O-line coach expects healthy competition

Colts assistant Joe Gilbert has a lot of options up front.

The guys in front of quarterback Andrew Luck shuffled more times than ever before last season, but the Indianapolis Colts still accomplished a lot with 11 different offensive line combinations.

They reached the AFC Championship Game. And during the regular season, Luck was sacked 27 times, still too many but an improvement from him taking 32 in 2013 and 41 in 2012.

As the Colts sweat it out during offseason training activities, the questions about the O-line start with right tackle Gosder Cherilus. He won’t participate in OTAs, which raises the question about his readiness for August training camp.

Knee, shoulder and groin injuries eventually shut “Gos” down for the playoffs last season. His play was affected before that in his second season with the team.
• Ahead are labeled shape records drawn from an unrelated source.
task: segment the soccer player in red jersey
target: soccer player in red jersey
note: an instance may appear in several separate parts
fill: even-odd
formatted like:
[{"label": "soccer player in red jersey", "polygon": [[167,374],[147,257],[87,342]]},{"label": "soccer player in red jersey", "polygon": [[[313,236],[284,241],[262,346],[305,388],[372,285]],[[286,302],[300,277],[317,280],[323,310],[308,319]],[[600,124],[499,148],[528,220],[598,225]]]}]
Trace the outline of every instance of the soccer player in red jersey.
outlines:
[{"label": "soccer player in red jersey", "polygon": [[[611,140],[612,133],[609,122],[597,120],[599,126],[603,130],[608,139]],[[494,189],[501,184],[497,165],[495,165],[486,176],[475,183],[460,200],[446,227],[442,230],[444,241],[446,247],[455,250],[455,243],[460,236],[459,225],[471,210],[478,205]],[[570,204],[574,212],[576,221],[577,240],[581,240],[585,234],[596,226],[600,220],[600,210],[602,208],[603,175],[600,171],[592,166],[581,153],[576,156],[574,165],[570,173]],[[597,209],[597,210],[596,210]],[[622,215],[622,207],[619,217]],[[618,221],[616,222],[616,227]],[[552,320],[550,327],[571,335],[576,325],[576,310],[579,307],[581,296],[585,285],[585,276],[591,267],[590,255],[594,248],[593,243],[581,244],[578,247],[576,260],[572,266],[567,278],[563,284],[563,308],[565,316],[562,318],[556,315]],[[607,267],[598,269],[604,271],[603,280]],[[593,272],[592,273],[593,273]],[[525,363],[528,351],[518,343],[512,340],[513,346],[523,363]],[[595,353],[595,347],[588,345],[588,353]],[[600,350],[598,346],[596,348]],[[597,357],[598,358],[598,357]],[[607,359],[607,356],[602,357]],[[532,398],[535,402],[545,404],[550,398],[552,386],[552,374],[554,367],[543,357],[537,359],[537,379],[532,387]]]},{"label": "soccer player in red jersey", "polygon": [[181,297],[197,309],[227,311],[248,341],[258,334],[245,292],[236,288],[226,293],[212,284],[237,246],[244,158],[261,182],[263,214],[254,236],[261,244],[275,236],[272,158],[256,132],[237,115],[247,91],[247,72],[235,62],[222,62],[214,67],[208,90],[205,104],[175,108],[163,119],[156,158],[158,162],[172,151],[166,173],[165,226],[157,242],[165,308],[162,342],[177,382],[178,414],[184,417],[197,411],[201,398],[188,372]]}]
After a season lacking in O-line continuity, the Colts don’t want to start anew with another change before they even get started. But offensive line coach Joe Gilbert as well as head coach Chuck Pagano are confident the contingency plans will work should they be needed.

“You’ve got a lot of guys,” Gilbert said recently during OTAs. “Hopefully ‘Gos’ does come back, he’s healthy and all of that. But you’ve got a guy in Jack Mewhort that played tackle for us last year, played tackle in college. Joe (Reitz) has been a really good fill-in really going into four years since I’ve been here, played every spot but center. You’ve got Todd Herremans, who’s gotten most of his starts playing guard … (but) I think he had 100-some-odd starts, and about 30 or 40 have been at tackle. So there’s an option.”
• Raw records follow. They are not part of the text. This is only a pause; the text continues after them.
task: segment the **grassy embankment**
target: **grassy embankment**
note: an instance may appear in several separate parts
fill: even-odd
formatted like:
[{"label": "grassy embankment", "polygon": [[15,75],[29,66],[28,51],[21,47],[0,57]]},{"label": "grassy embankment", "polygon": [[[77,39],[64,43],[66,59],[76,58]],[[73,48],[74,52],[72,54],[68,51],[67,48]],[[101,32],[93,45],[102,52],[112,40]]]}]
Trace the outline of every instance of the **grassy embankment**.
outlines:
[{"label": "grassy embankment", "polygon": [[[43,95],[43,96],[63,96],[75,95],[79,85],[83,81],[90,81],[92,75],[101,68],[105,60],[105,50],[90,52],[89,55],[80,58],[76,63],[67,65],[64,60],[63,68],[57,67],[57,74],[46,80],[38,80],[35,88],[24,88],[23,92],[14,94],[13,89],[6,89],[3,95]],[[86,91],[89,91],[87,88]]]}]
Gilbert keeps mentioning names, although the rest of the guys are more inexperienced.

“You’ve got Ulrick John, who everybody missed last year,” he said. “Ulrick’s had a great offseason and he’s doing a helluva job. He’s coming along. David Arkin, we’re kind of cross-training at several spots. Then you’ve got Denzelle Good, the kid that we brought in. He’s a monster. The kid’s 6-6, 340. He’s got 24 percent body fat. He’s doing a heckuva job and has great feet. His deal will be the learning curve, just being able to handle it.”

Anthony Castonzo returns to left tackle and he’s been the team’s best blocker for the past three seasons since the new regime arrived.
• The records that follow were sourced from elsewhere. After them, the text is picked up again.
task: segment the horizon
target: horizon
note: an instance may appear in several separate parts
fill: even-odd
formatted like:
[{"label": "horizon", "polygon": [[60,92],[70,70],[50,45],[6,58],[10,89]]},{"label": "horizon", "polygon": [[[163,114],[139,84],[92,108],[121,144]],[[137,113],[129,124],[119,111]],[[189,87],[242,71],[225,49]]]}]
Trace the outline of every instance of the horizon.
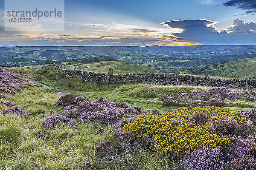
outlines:
[{"label": "horizon", "polygon": [[[250,0],[58,0],[52,6],[63,8],[61,20],[43,18],[41,23],[31,25],[8,23],[4,14],[14,4],[37,9],[32,3],[26,4],[29,1],[33,2],[20,5],[17,0],[0,0],[0,45],[256,45],[256,2]],[[47,9],[44,4],[42,9]]]}]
“Week-after-week, Anthony is not only in my opinion one of the more elite left tackles in the NFL, (but) if you get to know him he’s just a great person,” Gilbert said. “I really feel fortunate we’ve got a guy like that. It’s funny. I was just talking to Chuck (Pagano) and (Castonzo’s) starting to come out of his shell. Anthony is quiet. He leads by example. He has become more of a vocal guy. His work ethic would be as good an anybody’s in the NFL. The guy works his tail off, offseason, all year around. It’s good to see that he’s coming out of his shell now and starting to take that role on a little bit.”

And that could be important this season. After Castonzo, who starts where will be determined in training camp. Some of that depends on if “Gos” is back. If Cherilus is ready at right tackle, the Colts still have to sort out both guard spots as well as center.

Mewhort, a former second-round pick, started 13 of 14 games at left guard because Donald Thomas was lost for the season to another quadriceps tear. Thomas is returning, so who starts there? Do one of those guys shift to right guard? Herremans was signed as a free agent, presumably to start at right guard. Former third-round pick Hugh Thornton will also try to prove he’s worthy after a disappointing second season that ended with an injury.

At center, the Colts have Khaled Holmes and Jonotthan Harrison. The latter started 10 games before hitting the “rookie wall” last season. That opened the door for Holmes, a former fourth-round pick, who started the last five games including three in the playoffs.

All Gilbert would say about center is, “There’s going to be great competition.”

The same assessment would seem to apply to the guard position.

“At this time of the year, you have to cross-train guys for the lack of a better word, so when those things pop up you try to go into the season and say ‘Here’s our five, here’s our rotation,’” Gilbert said. “At least you’ve taken this part of the year to say ‘OK, we’ve got options in case things happen.’”

Pagano and general manager Ryan Grigson have said for two years they wanted to create healthy competition at positions. It would appear they’ve finally succeeded along the O-line.

“One thing your’e going to find out with our guys is they’ve been working their tails off,” Gilbert said. “You can really see they know, ‘Hey, I’ve got to come out and perform every day.’ That’s just the NFL.”